3 juillet 2022

«Blessé», Zidane dévoile les raisons de son départ dans une lettre ouverte

Dans une lettre ouverte publiée par As lundi, Zinedine Zidane explique les raisons de son départ du Real Madrid. Il regrette le manque de confiance et les messages divulgués dans la presse.

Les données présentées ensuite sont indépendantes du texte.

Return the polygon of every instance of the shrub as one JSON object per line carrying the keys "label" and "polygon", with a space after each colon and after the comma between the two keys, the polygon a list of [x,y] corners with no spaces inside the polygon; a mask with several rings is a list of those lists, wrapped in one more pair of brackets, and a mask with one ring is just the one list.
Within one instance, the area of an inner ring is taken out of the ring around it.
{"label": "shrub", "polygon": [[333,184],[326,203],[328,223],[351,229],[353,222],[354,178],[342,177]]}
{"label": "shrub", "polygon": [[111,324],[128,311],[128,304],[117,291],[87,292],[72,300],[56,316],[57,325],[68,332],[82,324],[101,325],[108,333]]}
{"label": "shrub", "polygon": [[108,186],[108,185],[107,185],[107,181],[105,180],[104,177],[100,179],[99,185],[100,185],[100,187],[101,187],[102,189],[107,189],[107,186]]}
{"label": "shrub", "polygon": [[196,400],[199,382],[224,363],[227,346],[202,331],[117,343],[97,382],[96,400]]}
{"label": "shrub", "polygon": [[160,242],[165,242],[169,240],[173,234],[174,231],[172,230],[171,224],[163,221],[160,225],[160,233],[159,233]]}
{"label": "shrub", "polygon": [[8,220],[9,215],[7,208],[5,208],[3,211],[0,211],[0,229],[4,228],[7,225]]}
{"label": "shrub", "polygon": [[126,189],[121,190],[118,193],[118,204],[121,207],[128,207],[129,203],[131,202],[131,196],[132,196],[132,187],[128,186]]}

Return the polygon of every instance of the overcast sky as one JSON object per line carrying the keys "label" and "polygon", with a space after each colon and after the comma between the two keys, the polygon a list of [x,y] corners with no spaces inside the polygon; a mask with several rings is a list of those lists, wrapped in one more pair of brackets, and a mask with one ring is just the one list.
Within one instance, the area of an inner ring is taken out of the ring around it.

Les mots sont lourds mais la douleur est profonde. Zinedine Zidane est sorti de son silence d’une manière assez inhabituelle venant de lui, l’introverti. Le technicien français a publié lundi une lettre ouverte dans As pour expliquer les raisons de son départ du Real Madrid jeudi dernier. Il s’adresse à ses «chers madridistas» (supporters du Real Madrid) et rappelle son amour pour le club et le lien spécial qui les unit dans un long texte. Il confirme surtout une grande lassitude d’avoir été souvent interrogé durant cette année, conclue sans titre avec une deuxième place en Liga (deux points derrière l’Atlético) et une élimination en demi-finale de la Ligue des champions.

Après un premier passage extraordinaire avec neuf titres, dont trois ligues des champions en deux ans et demi (2016-2018), Zidane est revenu sur le banc en 2019 «parce que le président Florentino Pérez me l’a demandé, bien sûr, mais aussi parce que jour », explique-t-il. Il repart un peu plus de deux ans plus tard avec un championnat d’Espagne (2020) et une Super Coupe d’Espagne en plus. Mais aussi beaucoup d’amertume envers son président Florentino Perez, à qui il est toujours reconnaissant («Passer vingt ans à Madrid a été la plus belle chose qui me soit arrivée et je la dois à Florentino Pérez»). Mais quelque chose semble s’être brisé entre les deux.

« Le club ne me donne plus la confiance dont j’ai besoin »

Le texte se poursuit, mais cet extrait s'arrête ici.